No hay diferencias esenciales entre la nueva película del director británico Jonathan Glazer y las tres anteriores. ¿Recordáis la oquedad bajo la piscina en Sexy Beast (2000), esas tinieblas donde anidaba el Mal del que creía poder desentenderse Gary Dove (Ray Winstone) al haber dejado atrás sus actividades mafiosas? ¿Recordáis los primeros minutos de Birth (2004), la muerte de Sean (Michael Desautels) bajo el arco Greyshot de Central Park, devorado por una oscuridad que materializaba la cámara de Glazer? ¿Recordáis el espacio negro donde consumaba la alienígena de Under the Skin (2013) su (des)posesión de seres humanos? Las formas quirúrgicas de Glazer, deudoras en ocasiones menos del cine que del arte conceptual y performativo, operan para dejar al descubierto el pecado original, la mancha humana, la verdad sin edad de nuestra naturaleza, sepultada bajo eras de conciertos sociales y pretextos psicológicos, bajo capas de imágenes no significantes.

La primera película de Glazer tras Under the Skin no ha sido La zona de interés sino The Fall (2019), un cortometraje que reincidía en los argumentos descritos: violencia estructural, máscaras para disimular(nos) nuestra condición predatoria, y un abismo donde la imagen tenía la oportunidad de abandonar la representación complaciente de tintes dramáticos y narrativos para abrazar la esfera metafísica. “Supongo que nos encontraremos en otra vida”, concluía con resignación el joven Sean (Cameron Bright) ante la incapacidad de Anna (Nicole Kidman) para arrojarse con todas las consecuencias a esa otra forma de existencia, a una manera de ser y estar en el mundo que Glazer vincula a la inmersión literal y figurada en el abismo de lo que somos, no de lo que vendemos ser.
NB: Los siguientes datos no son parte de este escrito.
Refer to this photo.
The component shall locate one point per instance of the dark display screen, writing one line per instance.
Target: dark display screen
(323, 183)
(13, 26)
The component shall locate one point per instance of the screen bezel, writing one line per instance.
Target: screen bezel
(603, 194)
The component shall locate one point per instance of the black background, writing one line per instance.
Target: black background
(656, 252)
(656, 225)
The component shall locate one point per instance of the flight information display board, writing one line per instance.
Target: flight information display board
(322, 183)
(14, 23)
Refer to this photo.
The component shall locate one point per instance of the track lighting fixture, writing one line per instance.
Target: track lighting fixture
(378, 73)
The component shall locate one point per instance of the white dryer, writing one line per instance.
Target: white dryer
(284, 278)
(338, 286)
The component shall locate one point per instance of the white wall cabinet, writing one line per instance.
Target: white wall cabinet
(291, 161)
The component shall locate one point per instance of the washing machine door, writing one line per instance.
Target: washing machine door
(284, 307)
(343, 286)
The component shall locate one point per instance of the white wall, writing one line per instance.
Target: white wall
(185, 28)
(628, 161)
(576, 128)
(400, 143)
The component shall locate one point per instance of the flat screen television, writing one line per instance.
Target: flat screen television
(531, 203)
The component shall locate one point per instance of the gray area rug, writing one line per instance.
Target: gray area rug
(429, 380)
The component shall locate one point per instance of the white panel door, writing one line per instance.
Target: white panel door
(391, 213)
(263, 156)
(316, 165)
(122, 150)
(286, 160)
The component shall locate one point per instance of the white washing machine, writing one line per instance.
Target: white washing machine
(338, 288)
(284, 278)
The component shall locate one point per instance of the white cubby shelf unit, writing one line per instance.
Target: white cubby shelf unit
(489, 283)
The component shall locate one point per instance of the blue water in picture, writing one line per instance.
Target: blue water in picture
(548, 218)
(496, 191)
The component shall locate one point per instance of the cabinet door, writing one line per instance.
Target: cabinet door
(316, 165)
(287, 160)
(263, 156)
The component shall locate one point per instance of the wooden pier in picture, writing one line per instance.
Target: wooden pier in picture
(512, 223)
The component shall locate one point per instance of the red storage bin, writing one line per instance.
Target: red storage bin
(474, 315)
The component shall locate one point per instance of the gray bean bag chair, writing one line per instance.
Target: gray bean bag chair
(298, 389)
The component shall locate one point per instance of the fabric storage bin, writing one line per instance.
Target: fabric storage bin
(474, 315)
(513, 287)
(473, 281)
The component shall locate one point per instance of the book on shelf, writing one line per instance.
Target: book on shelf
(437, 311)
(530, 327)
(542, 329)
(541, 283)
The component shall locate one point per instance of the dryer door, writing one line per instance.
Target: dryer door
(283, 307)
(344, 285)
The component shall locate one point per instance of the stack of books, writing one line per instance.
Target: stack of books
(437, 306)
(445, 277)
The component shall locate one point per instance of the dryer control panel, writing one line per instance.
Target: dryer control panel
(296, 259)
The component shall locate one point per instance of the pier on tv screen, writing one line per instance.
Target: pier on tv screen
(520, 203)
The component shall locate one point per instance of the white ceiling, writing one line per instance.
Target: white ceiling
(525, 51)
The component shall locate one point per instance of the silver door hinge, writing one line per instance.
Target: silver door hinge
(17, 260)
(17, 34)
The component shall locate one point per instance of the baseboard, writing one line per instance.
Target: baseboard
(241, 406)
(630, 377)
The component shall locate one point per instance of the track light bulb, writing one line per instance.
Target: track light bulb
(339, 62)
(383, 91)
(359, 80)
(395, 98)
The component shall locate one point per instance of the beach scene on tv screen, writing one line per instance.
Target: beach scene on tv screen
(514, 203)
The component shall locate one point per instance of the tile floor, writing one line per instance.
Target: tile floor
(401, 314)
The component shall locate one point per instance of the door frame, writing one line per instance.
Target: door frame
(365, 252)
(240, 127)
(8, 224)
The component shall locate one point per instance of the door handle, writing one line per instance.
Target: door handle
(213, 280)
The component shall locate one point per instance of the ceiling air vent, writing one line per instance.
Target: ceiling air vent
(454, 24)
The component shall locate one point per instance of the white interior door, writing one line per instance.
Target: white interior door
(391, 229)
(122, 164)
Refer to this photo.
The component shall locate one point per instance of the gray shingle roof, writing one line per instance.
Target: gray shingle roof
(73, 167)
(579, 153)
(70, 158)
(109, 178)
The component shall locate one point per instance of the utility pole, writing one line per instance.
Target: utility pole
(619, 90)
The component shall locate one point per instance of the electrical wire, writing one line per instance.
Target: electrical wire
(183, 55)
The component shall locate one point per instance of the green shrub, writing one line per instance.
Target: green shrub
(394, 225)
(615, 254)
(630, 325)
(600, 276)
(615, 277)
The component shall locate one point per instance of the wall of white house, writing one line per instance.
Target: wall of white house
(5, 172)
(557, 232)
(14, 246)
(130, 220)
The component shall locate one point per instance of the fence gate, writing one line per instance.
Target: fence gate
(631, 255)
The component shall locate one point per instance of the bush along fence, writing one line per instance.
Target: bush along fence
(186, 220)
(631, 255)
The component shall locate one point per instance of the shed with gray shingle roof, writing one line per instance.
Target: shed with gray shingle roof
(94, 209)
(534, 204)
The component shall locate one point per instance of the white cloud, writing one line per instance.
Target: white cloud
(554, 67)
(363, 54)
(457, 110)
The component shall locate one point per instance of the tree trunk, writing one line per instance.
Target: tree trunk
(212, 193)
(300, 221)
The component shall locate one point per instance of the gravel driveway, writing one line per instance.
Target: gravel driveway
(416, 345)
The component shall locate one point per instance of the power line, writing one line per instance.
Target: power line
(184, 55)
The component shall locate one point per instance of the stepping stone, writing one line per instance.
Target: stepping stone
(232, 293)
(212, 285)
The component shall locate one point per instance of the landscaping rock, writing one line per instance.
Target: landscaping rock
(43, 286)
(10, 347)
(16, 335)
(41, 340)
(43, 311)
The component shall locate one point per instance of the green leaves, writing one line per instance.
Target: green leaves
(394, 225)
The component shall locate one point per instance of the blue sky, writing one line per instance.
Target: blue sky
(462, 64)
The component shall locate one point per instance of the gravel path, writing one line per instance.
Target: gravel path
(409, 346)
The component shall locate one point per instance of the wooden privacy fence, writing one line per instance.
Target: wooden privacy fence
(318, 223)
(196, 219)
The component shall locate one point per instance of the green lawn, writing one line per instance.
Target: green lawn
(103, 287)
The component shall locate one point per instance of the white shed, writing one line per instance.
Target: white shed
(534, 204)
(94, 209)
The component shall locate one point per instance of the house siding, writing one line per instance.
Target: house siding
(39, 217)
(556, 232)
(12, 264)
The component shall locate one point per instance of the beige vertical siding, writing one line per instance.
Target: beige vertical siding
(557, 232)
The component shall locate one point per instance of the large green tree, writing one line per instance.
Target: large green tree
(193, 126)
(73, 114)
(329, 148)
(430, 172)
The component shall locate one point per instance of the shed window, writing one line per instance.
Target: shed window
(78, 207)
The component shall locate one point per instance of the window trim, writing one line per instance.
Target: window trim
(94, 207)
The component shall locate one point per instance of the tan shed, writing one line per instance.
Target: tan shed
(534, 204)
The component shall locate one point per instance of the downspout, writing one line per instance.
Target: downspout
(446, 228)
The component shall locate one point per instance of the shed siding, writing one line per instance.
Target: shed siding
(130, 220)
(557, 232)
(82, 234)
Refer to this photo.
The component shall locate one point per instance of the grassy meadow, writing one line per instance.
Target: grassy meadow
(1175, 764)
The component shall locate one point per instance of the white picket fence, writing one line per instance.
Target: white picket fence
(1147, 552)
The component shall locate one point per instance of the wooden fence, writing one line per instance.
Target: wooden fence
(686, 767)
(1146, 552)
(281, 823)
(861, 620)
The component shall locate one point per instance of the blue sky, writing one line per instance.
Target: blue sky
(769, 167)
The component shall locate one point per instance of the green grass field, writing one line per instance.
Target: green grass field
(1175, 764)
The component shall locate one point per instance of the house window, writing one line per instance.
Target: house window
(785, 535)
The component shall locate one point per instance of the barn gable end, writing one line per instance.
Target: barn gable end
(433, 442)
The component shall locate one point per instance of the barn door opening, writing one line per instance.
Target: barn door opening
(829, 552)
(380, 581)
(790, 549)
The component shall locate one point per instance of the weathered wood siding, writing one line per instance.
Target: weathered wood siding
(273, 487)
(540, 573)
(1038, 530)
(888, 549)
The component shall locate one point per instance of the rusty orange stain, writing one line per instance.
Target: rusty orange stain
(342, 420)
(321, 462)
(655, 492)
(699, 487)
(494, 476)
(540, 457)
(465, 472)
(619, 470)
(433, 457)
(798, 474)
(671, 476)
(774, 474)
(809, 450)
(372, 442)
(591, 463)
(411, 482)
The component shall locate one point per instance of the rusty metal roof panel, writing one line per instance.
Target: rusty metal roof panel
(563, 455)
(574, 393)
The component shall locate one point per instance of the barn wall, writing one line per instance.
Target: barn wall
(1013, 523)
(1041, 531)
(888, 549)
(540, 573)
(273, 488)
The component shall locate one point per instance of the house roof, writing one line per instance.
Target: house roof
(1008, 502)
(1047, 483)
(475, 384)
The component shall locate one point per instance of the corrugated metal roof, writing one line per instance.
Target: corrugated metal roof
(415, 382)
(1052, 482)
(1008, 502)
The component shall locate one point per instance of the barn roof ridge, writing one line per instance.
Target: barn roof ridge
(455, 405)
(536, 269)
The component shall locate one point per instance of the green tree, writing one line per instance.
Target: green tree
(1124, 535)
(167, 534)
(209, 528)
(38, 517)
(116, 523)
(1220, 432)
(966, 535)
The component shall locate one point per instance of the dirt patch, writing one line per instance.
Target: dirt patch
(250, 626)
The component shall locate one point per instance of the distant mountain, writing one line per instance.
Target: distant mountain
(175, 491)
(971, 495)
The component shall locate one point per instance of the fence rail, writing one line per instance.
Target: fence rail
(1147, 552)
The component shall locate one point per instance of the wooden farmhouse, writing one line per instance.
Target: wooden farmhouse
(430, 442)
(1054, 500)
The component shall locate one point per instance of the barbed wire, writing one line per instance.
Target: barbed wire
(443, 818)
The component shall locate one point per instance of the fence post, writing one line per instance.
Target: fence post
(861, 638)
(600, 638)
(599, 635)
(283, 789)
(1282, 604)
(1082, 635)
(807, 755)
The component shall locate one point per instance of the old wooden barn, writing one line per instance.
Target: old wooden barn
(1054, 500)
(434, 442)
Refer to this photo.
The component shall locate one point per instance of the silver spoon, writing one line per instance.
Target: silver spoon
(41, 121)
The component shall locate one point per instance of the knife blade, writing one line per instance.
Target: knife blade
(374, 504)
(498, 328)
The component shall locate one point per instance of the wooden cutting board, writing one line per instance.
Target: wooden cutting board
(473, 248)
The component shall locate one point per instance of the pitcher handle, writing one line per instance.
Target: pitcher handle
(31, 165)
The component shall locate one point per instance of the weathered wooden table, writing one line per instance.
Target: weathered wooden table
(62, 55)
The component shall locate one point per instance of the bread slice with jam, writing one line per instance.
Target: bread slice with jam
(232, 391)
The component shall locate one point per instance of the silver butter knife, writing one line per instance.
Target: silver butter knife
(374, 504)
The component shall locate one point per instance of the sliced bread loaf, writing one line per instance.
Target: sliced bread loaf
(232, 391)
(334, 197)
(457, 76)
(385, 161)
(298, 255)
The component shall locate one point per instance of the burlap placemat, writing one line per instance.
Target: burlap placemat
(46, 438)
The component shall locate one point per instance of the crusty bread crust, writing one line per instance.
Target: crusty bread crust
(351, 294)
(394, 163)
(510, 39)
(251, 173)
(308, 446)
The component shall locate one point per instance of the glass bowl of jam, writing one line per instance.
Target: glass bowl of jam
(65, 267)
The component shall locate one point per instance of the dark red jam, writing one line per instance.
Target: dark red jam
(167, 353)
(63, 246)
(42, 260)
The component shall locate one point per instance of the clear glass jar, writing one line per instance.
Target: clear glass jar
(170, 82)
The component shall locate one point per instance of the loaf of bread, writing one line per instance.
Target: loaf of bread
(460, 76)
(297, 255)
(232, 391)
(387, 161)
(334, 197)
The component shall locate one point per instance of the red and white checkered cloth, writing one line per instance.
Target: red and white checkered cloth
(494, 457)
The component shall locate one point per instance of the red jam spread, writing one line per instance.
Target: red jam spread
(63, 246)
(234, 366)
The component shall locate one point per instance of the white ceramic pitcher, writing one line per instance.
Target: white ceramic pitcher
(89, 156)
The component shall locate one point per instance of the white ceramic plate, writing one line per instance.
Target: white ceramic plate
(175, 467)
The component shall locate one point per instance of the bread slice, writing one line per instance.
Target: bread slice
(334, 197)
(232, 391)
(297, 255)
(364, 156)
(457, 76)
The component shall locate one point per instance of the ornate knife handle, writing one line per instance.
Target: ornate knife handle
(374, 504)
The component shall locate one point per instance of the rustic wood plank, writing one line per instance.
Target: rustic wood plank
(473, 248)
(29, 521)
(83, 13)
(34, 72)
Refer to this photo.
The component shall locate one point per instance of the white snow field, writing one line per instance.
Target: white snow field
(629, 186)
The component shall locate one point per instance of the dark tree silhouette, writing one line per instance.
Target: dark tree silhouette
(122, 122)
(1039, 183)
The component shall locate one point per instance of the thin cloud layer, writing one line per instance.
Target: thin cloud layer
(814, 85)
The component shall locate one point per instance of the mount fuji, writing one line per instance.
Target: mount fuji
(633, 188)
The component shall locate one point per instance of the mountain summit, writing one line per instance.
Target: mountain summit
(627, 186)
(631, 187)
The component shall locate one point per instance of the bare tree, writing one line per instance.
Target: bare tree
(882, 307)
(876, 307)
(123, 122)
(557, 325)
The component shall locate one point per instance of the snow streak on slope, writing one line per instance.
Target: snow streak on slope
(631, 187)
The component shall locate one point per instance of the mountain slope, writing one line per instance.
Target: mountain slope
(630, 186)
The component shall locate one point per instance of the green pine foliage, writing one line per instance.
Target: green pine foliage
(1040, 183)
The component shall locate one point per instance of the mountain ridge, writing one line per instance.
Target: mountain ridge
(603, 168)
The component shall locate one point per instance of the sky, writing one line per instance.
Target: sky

Resulta significativo que el realizador describiese su cortometraje como “algo nada intelectual, algo que surge de las entrañas, de lo invisible a la mirada. Las imágenes de The Fall funcionan como el andamiaje de esa percepción a la que tenemos la facultad de acceder: nuestra elección de cómo queremos vivir, y cómo queremos ser representados”. Como Demócrito al afirmar que no podemos conocer nada, ni nadie, ni a nosotros mismos, “porque la verdad está en el fondo del abismo”, o como Lars von Trier cuando hablaba en La casa de Jack (2018) de “la luz negra, el negativo, que nos revela la naturaleza demoníaca de la luz ordinaria”, Glazer cree que la iluminación radica en la vida de las sombras. Por ese motivo, reducir La zona de interés a una película sobre el Holocausto, sobre el fuera y dentro de campo a la hora de pensar un suceso histórico sobre cuya representación fílmica tanta tinta hipócrita se ha vertido, es un acto de frivolidad cuando no de mala fe. Ya la novela homónima de Martin Amis en que se ha inspirado Jonathan Glazer transformaba la cotidianidad documentada de los técnicos, los empresarios y los cargos nazis implicados en la construcción y gestión de los campos de concentración en una ficción coral y tragicómica, un melodrama situado más allá del bien y del mal, que protagonizaban individuos preocupados en un sentido u otro por el juicio de la Historia pero condenados en última instancia por sus idiosincrasias como individuos.

En la novela de Amis la Interessengebiet o zona de interés, eufemismo con el que los nazis designaron un área infranqueable de cuarenta kilómetros cuadrados donde situaron la maquinaria de exterminio de Auschwitz amén de talleres, explotaciones agrícolas y las residencias de los encargados del campo, pasaba a definir una zona donde todo era posible, es decir, interesante; porque hasta los ejecutores de las atrocidades máximas aprenden a disociarse de ellas, y a aburrirse con la burocracia y la rutina que implican, y también sienten deseos, insatisfacciones y anhelos mundanos. Amis ponía voz sin embargo a un asomo de conciencia en algunos personajes, dubitativos ante el sentido moral último del exterminio emprendido.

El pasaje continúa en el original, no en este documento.